Tahran, İRNA: İran Dışişleri Bakanlığı Sözcüsü, Avrupa Birliği ve İngiltere'nin bazı İranlı gerçek ve tüzel kişilere yönelik yeni yaptırımlarını, asılsız ve temelsiz bahanelerle alınmış, haksız ve uluslararası hukuk, özellikle de insan hakları ilkeleriyle çelişen bir adım olarak nitelendirdi ve kınadı.

İsmail Bekaî, Pazartesi gecesi, İran’ın Rusya’ya balistik füze sattığına dair iddiaları reddederek, İran'ın Ukrayna savaşı konusundaki duruşunun net ve ilkesel olduğunu belirtti.

İran’ın savaşın başından itibaren savaşa karşı olduğunu, ülkelerin toprak bütünlüğüne ve egemenliklerine saygı gösterilmesi gerektiğini vurguladığını ve Rusya-Ukrayna sorununa diplomatik bir çözüm çağrısında bulunduğunu ifade etti. Ancak, bazı Avrupa ülkeleri ve İngiltere, herhangi bir kanıt sunmadan İran’ı bu çatışmaya askeri müdahale etmekle suçlamaktadır ki bu tamamen reddedilmektedir.

Sözcü Bekaî, Avrupa Birliği ve İngiltere’nin İran’a yönelik suçlamalarını, Filistin halkına yönelik soykırım ve İsrail rejiminin Batı Asya’daki savaş kışkırtmalarından dikkatleri başka yöne çekme çabası olarak değerlendirdi.

Dışişleri Bakanlığı Sözcüsü, bazı Avrupa ülkelerinin, özellikle İngiltere ve Almanya’nın, İsrail rejiminin Gazze ve Lübnan’daki soykırım ve saldırılarında kullandığı ölümcül silahları tedarik ettiğini ve bu ülkeleri Filistin ve Lübnan halkına karşı işlenen suçlarda ortak olarak nitelendirdi.
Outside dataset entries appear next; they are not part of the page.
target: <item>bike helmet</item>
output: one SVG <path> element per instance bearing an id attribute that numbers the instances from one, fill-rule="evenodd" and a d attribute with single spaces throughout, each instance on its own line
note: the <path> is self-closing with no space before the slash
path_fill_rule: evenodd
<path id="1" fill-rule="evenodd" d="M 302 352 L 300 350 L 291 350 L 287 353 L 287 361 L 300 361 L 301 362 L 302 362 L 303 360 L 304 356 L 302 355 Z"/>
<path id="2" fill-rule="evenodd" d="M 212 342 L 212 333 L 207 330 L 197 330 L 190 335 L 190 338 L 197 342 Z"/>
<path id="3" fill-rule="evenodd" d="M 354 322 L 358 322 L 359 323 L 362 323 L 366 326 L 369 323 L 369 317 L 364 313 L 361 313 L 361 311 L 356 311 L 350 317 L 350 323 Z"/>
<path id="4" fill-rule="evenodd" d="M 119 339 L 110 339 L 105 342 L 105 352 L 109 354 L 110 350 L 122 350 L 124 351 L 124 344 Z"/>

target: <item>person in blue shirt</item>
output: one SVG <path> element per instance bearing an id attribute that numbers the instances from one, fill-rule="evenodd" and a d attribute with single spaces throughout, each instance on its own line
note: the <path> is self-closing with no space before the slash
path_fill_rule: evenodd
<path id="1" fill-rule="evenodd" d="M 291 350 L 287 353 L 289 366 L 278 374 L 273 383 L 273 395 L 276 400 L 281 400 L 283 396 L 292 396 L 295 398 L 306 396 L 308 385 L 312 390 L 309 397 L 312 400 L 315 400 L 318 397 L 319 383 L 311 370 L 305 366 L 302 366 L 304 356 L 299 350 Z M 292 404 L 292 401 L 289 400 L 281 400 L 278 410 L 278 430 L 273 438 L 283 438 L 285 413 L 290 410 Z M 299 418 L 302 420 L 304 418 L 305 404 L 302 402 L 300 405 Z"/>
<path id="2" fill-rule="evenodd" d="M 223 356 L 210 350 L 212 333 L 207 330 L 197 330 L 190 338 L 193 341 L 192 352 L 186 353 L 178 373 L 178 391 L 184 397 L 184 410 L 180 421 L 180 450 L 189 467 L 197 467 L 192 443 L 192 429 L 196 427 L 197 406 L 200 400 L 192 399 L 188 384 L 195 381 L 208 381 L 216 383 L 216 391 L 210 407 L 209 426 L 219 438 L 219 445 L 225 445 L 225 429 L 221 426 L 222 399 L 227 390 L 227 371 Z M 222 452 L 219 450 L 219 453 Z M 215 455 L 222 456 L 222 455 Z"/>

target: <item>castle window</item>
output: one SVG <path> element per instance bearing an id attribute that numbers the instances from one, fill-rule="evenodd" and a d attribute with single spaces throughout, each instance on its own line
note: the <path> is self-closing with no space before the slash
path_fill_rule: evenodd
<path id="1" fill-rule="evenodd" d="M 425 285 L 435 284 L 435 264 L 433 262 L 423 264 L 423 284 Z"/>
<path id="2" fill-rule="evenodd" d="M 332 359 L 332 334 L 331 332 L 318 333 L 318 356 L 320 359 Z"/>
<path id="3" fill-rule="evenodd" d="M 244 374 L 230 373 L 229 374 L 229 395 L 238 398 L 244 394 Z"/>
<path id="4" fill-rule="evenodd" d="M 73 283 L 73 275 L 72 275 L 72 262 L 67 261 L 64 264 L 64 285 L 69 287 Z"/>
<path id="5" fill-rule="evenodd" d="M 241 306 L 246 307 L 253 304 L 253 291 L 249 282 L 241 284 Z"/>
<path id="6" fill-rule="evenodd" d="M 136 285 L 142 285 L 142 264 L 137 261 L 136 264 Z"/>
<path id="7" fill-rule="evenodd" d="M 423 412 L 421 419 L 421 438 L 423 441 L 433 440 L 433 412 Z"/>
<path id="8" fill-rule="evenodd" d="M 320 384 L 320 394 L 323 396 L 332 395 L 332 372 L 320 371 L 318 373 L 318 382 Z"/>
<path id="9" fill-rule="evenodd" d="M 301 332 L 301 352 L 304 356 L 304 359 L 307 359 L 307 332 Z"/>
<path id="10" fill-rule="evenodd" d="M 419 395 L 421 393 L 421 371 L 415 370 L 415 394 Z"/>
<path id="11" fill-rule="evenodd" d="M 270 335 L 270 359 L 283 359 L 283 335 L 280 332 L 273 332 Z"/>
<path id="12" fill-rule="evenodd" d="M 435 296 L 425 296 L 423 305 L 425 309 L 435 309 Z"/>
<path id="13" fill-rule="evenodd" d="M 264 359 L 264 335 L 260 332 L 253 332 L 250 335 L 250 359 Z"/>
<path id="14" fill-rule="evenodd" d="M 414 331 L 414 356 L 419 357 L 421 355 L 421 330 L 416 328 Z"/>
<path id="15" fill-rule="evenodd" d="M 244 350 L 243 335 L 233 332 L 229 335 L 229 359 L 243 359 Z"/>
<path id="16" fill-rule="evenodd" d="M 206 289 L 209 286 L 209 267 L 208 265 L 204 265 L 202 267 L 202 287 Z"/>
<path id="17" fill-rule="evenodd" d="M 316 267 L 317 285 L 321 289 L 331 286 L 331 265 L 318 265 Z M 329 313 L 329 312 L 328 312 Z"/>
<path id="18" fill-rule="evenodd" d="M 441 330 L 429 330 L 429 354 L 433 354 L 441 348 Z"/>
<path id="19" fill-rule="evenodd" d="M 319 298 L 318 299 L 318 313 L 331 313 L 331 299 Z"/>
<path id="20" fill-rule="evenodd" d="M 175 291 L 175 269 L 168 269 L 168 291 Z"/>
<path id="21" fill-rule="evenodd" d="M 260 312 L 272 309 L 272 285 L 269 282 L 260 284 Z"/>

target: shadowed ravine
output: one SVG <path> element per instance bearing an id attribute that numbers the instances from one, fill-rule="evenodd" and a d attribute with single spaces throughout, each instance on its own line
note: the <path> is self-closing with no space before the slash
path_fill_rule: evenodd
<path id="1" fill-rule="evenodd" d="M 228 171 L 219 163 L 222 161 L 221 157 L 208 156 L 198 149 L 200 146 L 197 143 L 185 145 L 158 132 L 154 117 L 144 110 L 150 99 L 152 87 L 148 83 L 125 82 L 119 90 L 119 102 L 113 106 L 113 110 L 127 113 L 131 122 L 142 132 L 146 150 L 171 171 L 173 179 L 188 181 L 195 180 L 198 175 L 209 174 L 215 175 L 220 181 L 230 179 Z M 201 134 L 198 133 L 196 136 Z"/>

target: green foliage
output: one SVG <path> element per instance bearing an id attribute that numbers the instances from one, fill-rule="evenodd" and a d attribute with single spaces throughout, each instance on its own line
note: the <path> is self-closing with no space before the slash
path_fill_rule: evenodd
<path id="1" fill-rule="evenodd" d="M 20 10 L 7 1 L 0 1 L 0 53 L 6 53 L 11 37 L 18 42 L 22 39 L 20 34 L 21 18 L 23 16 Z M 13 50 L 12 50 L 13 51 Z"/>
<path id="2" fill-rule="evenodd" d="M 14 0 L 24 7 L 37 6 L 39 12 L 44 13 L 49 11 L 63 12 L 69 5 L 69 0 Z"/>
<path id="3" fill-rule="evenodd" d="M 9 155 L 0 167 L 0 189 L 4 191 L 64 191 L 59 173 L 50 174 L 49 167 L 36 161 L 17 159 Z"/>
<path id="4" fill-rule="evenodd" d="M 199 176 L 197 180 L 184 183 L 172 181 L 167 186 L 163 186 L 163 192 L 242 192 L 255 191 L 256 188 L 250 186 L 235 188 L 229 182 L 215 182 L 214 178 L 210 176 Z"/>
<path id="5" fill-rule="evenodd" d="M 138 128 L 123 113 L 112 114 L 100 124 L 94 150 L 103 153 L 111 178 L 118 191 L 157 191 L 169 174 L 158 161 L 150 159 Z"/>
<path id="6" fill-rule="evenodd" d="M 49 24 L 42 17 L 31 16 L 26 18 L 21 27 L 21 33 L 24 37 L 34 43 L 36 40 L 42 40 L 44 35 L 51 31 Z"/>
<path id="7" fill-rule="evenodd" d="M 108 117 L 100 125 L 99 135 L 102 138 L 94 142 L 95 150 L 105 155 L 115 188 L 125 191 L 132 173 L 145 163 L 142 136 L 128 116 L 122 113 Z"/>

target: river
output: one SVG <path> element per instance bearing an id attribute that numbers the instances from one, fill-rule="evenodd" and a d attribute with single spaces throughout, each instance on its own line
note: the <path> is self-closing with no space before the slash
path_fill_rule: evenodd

Ayrıca, soykırımın önlenmesi sözleşmesine göre bu ülkelerin yasal sorumluluklarını hatırlatarak, İsrail’e silah sağlayan ülkelerin uluslararası hukuku ihlal ettiğini ve uluslararası sorumluluğa tabi olduklarını belirtti.

Bekaî, İran'ın Rusya da dahil olmak üzere diğer ülkelerle savunma ve askeri işbirliği yapma hakkını vurgulayarak, bu işbirliğinin, İran’ın ulusal güvenliğini ve toprak bütünlüğünü korumak amacıyla savunma ihtiyaçlarını karşılamaya yönelik olduğunu ve hiçbir üçüncü tarafa karşı olmadığını belirterek hiçbir üçüncü tarafın, İran'ın diğer ülkelerle yasal ve meşru işbirliği kararına müdahale etme hakkının bulunmadığını da ekledi.

Bekaî, Avrupa Birliği'nin eylemlerini, insan hakları ve diyalog iddialarıyla çelişen ve tutarsız bir adım olarak nitelendirdi. Ayrıca, sivil havayolu şirketlerine yönelik yaptırımların uluslararası hukuk, özellikle insan hakları ve temel özgürlüklerle açıkça çeliştiğini ve bu yaptırımların kınanması gerektiğini ifade etti.